IRAs

  • Personal retirement account that an employed person in the US can set up with a deposit that is tax deductible up to $2,000 per year. Such deposits qualify as a deduction against income earned in that year, and interest accumulates tax-deferred until the funds are withdrawn at age 59 and a half or later.
  • People who are not covered by any pension plan at work may use an IRA to save for retirement. In a traditional IRA, the contributions are made from the person’s taxable income, and grow tax-free and it is taxed when the person withdraws it after he or she retires. Note that an IRA is not considered a “Pension Plan,” and the provisions of ERISA do not apply .
  • Roth IRAs allows retirement savings to grow tax-free. You pay taxes on contributions, but not on withdrawals (subject to certain rules). To participate in a Roth IRA, taxpayers are subject to certain income limits.
  • Education IRA helps you meet the rising cost of higher education. Annual contributions of up to $500 can be made on behalf of any child up to the age of 18. Allowable contributions are reduced for married couples with adjusted gross incomes between $150,000 and $160,000 and for singles with adjusted gross incomes between $95,000 and $110,000. Couples with incomes over $160,000 and singles with incomes over $110,000 may not contribute. Though an Education IRA is funded with after-tax dollars, all earnings can be withdrawn tax-free, along with the principal, provided they are used for qualified educational purposes.
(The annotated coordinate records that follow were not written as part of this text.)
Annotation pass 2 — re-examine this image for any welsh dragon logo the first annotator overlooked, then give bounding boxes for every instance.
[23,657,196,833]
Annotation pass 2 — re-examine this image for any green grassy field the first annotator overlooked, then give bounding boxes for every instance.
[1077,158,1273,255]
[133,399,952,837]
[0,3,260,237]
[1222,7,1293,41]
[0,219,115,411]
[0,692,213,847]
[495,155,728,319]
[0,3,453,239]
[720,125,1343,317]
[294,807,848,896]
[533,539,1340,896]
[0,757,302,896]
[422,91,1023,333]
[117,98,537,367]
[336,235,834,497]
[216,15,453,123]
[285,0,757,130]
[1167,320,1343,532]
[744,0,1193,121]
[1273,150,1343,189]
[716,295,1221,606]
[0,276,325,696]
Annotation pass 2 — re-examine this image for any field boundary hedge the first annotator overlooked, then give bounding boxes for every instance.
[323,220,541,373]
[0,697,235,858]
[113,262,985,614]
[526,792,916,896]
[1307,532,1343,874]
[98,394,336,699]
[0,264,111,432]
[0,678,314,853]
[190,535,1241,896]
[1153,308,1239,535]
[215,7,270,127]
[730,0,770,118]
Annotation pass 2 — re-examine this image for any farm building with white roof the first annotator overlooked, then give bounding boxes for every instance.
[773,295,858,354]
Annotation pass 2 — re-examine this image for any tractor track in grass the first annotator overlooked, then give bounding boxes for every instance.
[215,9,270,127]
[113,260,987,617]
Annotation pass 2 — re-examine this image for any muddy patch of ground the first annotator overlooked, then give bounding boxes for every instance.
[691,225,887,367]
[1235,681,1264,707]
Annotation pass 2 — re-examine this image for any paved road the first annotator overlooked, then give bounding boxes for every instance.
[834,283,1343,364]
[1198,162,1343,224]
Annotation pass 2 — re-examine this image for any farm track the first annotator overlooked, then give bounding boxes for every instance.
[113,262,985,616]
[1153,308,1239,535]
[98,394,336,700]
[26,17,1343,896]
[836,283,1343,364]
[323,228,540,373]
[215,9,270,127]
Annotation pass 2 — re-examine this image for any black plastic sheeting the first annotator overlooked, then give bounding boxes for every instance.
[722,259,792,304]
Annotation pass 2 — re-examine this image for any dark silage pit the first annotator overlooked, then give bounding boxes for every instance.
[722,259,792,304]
SEP: A pension plan in which an employer contributes money to an individual retirement account (IRA) for each employee covered by the plan.

  1. The IRA is owned by the employee, not the employer
  2. Used for employers who cannot afford the time or money needed to administer and maintain a more complicated pension plan.
  3. The employer directly funds, IRAs or annuities that are established by or on behalf of the employees.
  4. The employee is vested immediately and pays no taxes on the employer’s contributions.
  5. Earnings and contributions on funds in the plan are tax-deferred until withdrawn.
  6. Designed for employers of 25 or fewer employees in which before tax dollars are contributed and earnings grow tax deferred.

An Annuity: is the payment of a regular income by a life company to an annuitant (individual receiving the annuity) in exchange for a lump sum either for life or shorter. Typically used for retirement pension. There are two classifications:

  1. Compulsory Purchase annuity is bought from the proceeds of a pension fund and is taxable as earned income.
  2. A purchased life annuity is bought with an individual’s capital and is taxed at a lower rate than a compulsory purchase annuity.

Considered the opposite of life insurance where a death benefit is paid, an annuity provides a benefit while the insured is alive.

Individual 401(k): retirement plan designed for self-employed individuals and owner-only business.

  • Many benefits of traditional 401(k) but less administration required.
  • Personal direction of how contributions are invested.
  • Need to make contributions that are larger than what’s typically made
  • Tax-deferred until withdrawn
  • Also called Solo 401(k)
  • Must have no additional employees other than the spouse of the proprietor or partnerships whose only employees are self-employed partners and their spouses.
  • Allows you to put away more than the traditional methods

Simple IRA: A Savings Incentive Match Plan for Employees of small employers

  • Retirement plan is simple to administer and offers contributions options that are flexible and substantial.
  • Available to for-profit and not-for-profit employers having no more than 100 employees.
  • For companies that don not have a 401(k) plan.
  • Allow employees to set aside a percentage of their pre-tax wages into a special individual retirement account.
  • Employers are required to contribute to the plan.
  • All earnings and contributions grow tax-deferred until withdrawn.